The new Home and Smart EV bundle, reportedly the first of its kind in the UK, uses smart data from EV chargers installed at customers’ houses by a Tonik team to split home and EV charging rates. This allows drivers to access competitive, fixed overnight charging rates, making ‘refuelling’ their vehicles more affordable.
Tonik claims it offers the lowest overnight rate for EV charging in the UK, at 4.17p per kilowatt-hour (kWh). At that price, a Tesla Model T could travel for 8,000 miles for just £80. The price for EV charging during the daytime is higher, at 10p per kWh.
EV charging is also capped at 1,920kWh per year, with any excess charged at the home electricity rate.
Tonik chief executive Chris Russell said the tariff should encourage the growing number of Britons with EVs to embrace home charging. “EVs now have longer battery range, so most of the charging will be done at home—the home replaces the petrol forecourt, and it is important to get the right charger to manage charging and minimise costs,” he said.
“With Tonik being both an energy supplier and energy tech installer we can provide this end-to-end solution for the EV owner with the home energy supply charging the car—making it easier and lower cost for consumers.”
Tonik, which recently crested 250,000 energy customers, isn’t the first supplier to launch an energy tariff geared to electric vehicle owners, although it is the first to split home energy use and EV charging.
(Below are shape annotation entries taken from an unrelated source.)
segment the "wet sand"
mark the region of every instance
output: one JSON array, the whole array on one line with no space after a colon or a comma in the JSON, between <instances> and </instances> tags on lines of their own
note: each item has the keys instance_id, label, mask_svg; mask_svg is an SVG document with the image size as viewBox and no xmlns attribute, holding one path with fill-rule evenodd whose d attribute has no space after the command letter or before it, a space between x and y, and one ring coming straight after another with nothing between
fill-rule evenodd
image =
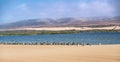
<instances>
[{"instance_id":1,"label":"wet sand","mask_svg":"<svg viewBox=\"0 0 120 62\"><path fill-rule=\"evenodd\" d=\"M120 45L0 45L0 62L120 62Z\"/></svg>"}]
</instances>

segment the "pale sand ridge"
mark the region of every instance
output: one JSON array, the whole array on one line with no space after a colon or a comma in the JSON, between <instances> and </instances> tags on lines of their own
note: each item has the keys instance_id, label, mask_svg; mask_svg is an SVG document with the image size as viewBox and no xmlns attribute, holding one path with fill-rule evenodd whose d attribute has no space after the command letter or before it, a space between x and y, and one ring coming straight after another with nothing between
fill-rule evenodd
<instances>
[{"instance_id":1,"label":"pale sand ridge","mask_svg":"<svg viewBox=\"0 0 120 62\"><path fill-rule=\"evenodd\" d=\"M120 62L120 45L0 45L0 62Z\"/></svg>"}]
</instances>

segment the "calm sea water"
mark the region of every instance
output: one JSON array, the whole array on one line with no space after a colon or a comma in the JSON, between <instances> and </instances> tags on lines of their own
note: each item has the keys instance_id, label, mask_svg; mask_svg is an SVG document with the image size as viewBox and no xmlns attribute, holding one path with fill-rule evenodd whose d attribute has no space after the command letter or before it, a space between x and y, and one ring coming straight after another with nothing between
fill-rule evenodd
<instances>
[{"instance_id":1,"label":"calm sea water","mask_svg":"<svg viewBox=\"0 0 120 62\"><path fill-rule=\"evenodd\" d=\"M0 36L0 42L83 42L91 44L120 44L120 32Z\"/></svg>"}]
</instances>

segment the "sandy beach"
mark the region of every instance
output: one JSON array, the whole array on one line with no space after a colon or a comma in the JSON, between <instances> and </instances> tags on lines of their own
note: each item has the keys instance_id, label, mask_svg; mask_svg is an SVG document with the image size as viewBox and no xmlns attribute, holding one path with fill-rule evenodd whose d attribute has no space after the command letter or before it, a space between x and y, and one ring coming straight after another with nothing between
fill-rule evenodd
<instances>
[{"instance_id":1,"label":"sandy beach","mask_svg":"<svg viewBox=\"0 0 120 62\"><path fill-rule=\"evenodd\" d=\"M120 26L108 26L108 27L40 27L40 28L15 28L15 29L1 29L0 31L12 31L12 30L120 30Z\"/></svg>"},{"instance_id":2,"label":"sandy beach","mask_svg":"<svg viewBox=\"0 0 120 62\"><path fill-rule=\"evenodd\" d=\"M0 45L0 62L120 62L120 45Z\"/></svg>"}]
</instances>

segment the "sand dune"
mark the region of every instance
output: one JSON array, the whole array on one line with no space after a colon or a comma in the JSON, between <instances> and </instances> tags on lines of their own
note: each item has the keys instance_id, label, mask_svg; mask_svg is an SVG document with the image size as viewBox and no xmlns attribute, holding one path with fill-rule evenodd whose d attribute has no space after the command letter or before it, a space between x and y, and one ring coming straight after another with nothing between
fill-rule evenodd
<instances>
[{"instance_id":1,"label":"sand dune","mask_svg":"<svg viewBox=\"0 0 120 62\"><path fill-rule=\"evenodd\" d=\"M0 45L0 62L120 62L120 45Z\"/></svg>"}]
</instances>

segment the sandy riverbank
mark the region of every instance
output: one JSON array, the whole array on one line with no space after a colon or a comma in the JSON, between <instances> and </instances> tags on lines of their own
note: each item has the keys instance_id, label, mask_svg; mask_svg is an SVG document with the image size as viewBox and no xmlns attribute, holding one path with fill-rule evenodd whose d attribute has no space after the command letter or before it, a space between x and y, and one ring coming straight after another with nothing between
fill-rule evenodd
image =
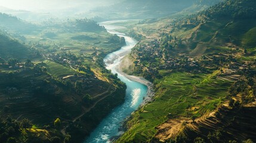
<instances>
[{"instance_id":1,"label":"sandy riverbank","mask_svg":"<svg viewBox=\"0 0 256 143\"><path fill-rule=\"evenodd\" d=\"M143 102L141 103L140 105L141 106L143 105L148 103L149 102L152 101L153 100L153 97L155 96L155 92L154 92L154 89L153 88L153 83L149 82L149 80L145 79L143 77L128 75L125 73L123 72L121 69L122 69L121 66L119 65L116 67L116 70L118 73L119 73L122 76L125 76L125 77L127 77L127 79L139 82L147 86L148 90L147 92L147 96L144 98Z\"/></svg>"}]
</instances>

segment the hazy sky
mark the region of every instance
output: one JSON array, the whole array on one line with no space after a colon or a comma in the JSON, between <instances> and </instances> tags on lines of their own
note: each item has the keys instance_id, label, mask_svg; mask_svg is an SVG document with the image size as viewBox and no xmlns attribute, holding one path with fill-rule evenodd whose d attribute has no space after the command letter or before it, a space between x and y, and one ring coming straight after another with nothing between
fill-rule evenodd
<instances>
[{"instance_id":1,"label":"hazy sky","mask_svg":"<svg viewBox=\"0 0 256 143\"><path fill-rule=\"evenodd\" d=\"M60 10L84 5L87 8L106 5L104 0L0 0L0 6L14 10L39 11Z\"/></svg>"}]
</instances>

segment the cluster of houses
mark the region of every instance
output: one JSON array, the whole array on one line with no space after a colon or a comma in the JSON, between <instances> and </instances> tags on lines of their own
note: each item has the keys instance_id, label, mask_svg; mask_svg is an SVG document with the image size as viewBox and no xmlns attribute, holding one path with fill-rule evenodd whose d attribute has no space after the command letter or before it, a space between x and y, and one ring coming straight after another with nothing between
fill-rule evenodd
<instances>
[{"instance_id":1,"label":"cluster of houses","mask_svg":"<svg viewBox=\"0 0 256 143\"><path fill-rule=\"evenodd\" d=\"M5 89L5 92L8 95L16 94L17 92L18 92L18 89L17 89L17 88L14 87L7 87Z\"/></svg>"},{"instance_id":2,"label":"cluster of houses","mask_svg":"<svg viewBox=\"0 0 256 143\"><path fill-rule=\"evenodd\" d=\"M82 59L71 60L71 58L69 57L69 55L60 56L55 53L48 54L45 56L46 58L48 60L54 61L61 64L69 64L74 69L78 68L81 64L82 61Z\"/></svg>"}]
</instances>

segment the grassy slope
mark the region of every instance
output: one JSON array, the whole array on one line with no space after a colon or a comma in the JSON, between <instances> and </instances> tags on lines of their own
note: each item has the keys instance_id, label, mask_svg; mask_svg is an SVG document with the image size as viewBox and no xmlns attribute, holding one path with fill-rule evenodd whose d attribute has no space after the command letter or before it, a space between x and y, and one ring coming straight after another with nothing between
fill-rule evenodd
<instances>
[{"instance_id":1,"label":"grassy slope","mask_svg":"<svg viewBox=\"0 0 256 143\"><path fill-rule=\"evenodd\" d=\"M215 109L227 95L232 83L232 81L217 79L218 73L193 75L161 71L165 77L155 82L158 90L154 101L132 114L128 123L132 128L118 142L146 142L156 133L155 127L169 118L201 116ZM198 109L189 110L193 107Z\"/></svg>"},{"instance_id":2,"label":"grassy slope","mask_svg":"<svg viewBox=\"0 0 256 143\"><path fill-rule=\"evenodd\" d=\"M32 54L31 51L27 47L1 32L0 32L0 57L6 61L9 58L25 60L29 58Z\"/></svg>"},{"instance_id":3,"label":"grassy slope","mask_svg":"<svg viewBox=\"0 0 256 143\"><path fill-rule=\"evenodd\" d=\"M156 26L156 23L155 24ZM171 35L184 42L198 42L196 48L185 43L187 48L181 51L190 56L225 53L230 51L227 47L230 43L241 46L246 45L248 51L255 51L255 48L254 48L255 25L255 19L234 21L229 18L214 19L192 29L175 29ZM139 25L137 26L140 27ZM251 48L249 45L251 45ZM177 47L175 50L180 51L179 48ZM243 59L248 60L248 56L243 57ZM255 56L249 57L249 60L254 60ZM168 117L188 117L193 115L200 117L214 110L223 101L222 99L228 95L229 88L234 82L216 79L218 73L214 72L213 76L199 74L196 77L188 76L188 73L163 74L165 72L160 72L164 77L155 81L157 92L155 99L132 115L132 119L128 123L129 129L118 140L119 142L150 141L158 131L156 128ZM193 97L191 95L193 95L195 89L196 92ZM189 111L187 109L191 105L199 108L193 111Z\"/></svg>"}]
</instances>

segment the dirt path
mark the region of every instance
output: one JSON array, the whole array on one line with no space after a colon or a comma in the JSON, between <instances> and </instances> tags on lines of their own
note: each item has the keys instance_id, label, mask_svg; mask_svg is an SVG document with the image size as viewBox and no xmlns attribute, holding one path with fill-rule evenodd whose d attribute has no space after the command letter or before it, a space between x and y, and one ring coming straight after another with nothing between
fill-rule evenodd
<instances>
[{"instance_id":1,"label":"dirt path","mask_svg":"<svg viewBox=\"0 0 256 143\"><path fill-rule=\"evenodd\" d=\"M97 97L99 97L100 95L104 95L104 94L107 93L108 92L109 92L110 89L110 87L111 85L109 87L107 91L104 92L102 94L100 94L99 95L97 95ZM77 120L79 119L80 118L81 118L84 115L85 115L86 113L88 113L89 111L91 111L91 110L92 110L93 108L95 107L95 106L99 102L100 102L101 100L105 99L106 98L108 97L109 96L111 95L113 92L115 92L116 91L116 89L115 88L115 90L113 91L111 91L109 94L106 95L105 96L103 96L103 97L101 97L100 100L98 100L97 102L95 102L92 106L91 106L90 108L86 108L85 107L84 107L84 106L82 106L82 108L83 109L83 111L82 113L78 116L76 117L75 117L75 119L73 119L72 120L72 122L74 123ZM67 126L66 126L65 128L64 128L63 129L61 130L61 132L63 135L66 135L66 129L69 127L69 126L67 125Z\"/></svg>"}]
</instances>

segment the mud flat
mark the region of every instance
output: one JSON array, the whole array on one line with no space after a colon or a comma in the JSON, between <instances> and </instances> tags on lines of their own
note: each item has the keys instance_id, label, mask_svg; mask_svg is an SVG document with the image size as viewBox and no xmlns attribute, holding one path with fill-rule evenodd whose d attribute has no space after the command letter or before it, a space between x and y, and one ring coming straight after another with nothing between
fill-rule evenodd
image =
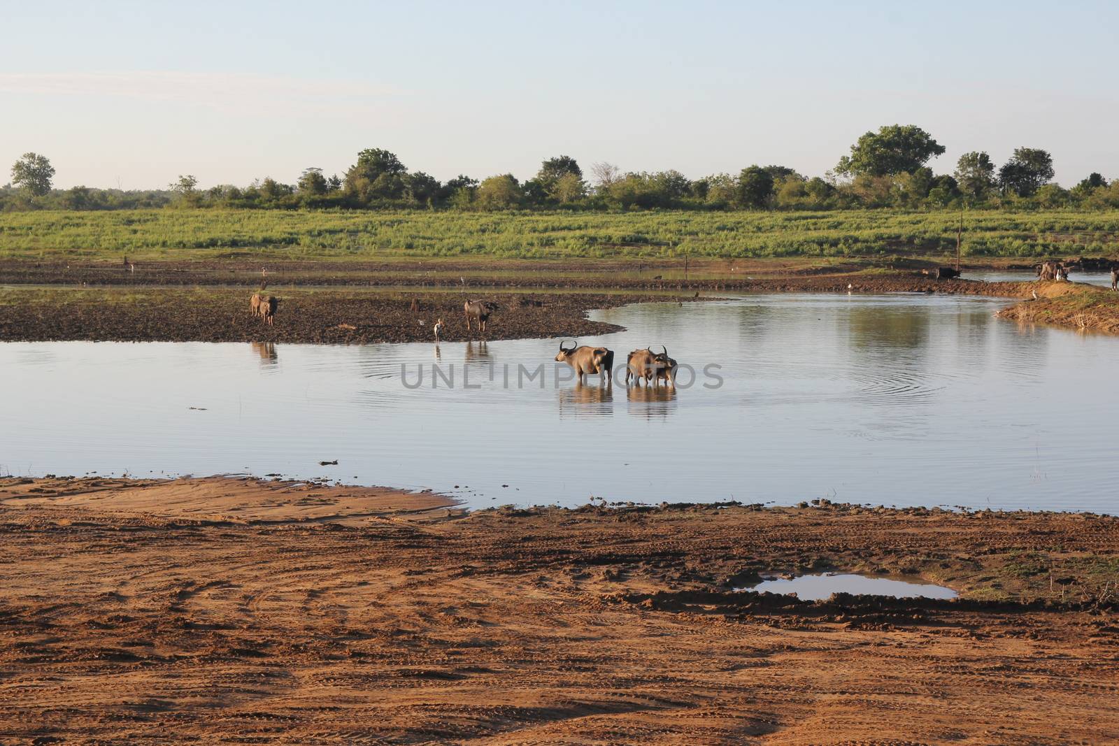
<instances>
[{"instance_id":1,"label":"mud flat","mask_svg":"<svg viewBox=\"0 0 1119 746\"><path fill-rule=\"evenodd\" d=\"M1119 519L0 480L0 743L1112 743ZM955 601L735 592L906 574Z\"/></svg>"},{"instance_id":2,"label":"mud flat","mask_svg":"<svg viewBox=\"0 0 1119 746\"><path fill-rule=\"evenodd\" d=\"M935 281L895 276L786 277L742 283L643 283L645 290L603 292L464 289L411 292L375 289L272 287L280 299L274 325L250 311L252 289L97 286L0 287L0 341L170 341L372 343L431 341L443 319L445 341L587 337L619 331L590 321L592 309L628 303L717 298L722 290L747 292L927 292L1026 298L1022 283ZM681 290L686 289L686 290ZM463 301L483 298L500 305L485 336L467 332ZM413 301L419 309L413 310Z\"/></svg>"}]
</instances>

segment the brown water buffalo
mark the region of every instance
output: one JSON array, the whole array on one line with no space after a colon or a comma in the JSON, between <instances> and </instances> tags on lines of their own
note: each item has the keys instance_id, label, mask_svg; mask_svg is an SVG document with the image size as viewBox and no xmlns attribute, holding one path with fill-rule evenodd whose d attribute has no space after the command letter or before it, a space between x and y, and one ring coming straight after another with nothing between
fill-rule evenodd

British Gas, OVO Energy, Octopus Energy and Shell Energy have all launched EV tariffs, most of which give consumers access to cheaper off-peak electricity and some of which come with “free miles.”
For example, British Gas is installing EV chargers in the homes of owners of new Volkswagen plug-in vehicles and offering a specialised tariff with cheaper off-peak electricity. Shell gives drivers of any EV the equivalent of 2,000 miles over 12 months free.
The UK has committed to banning the sale of new petrol, diesel and hybrid vehicles by 2035, although the adoption of electric alternatives has been slow.
But with EVs now cheaper to run than petrol cars and Britons increasingly conscious of their environmental impact, the sands may finally be shifting on dealership lots. 6% of the cars registered in June were electric.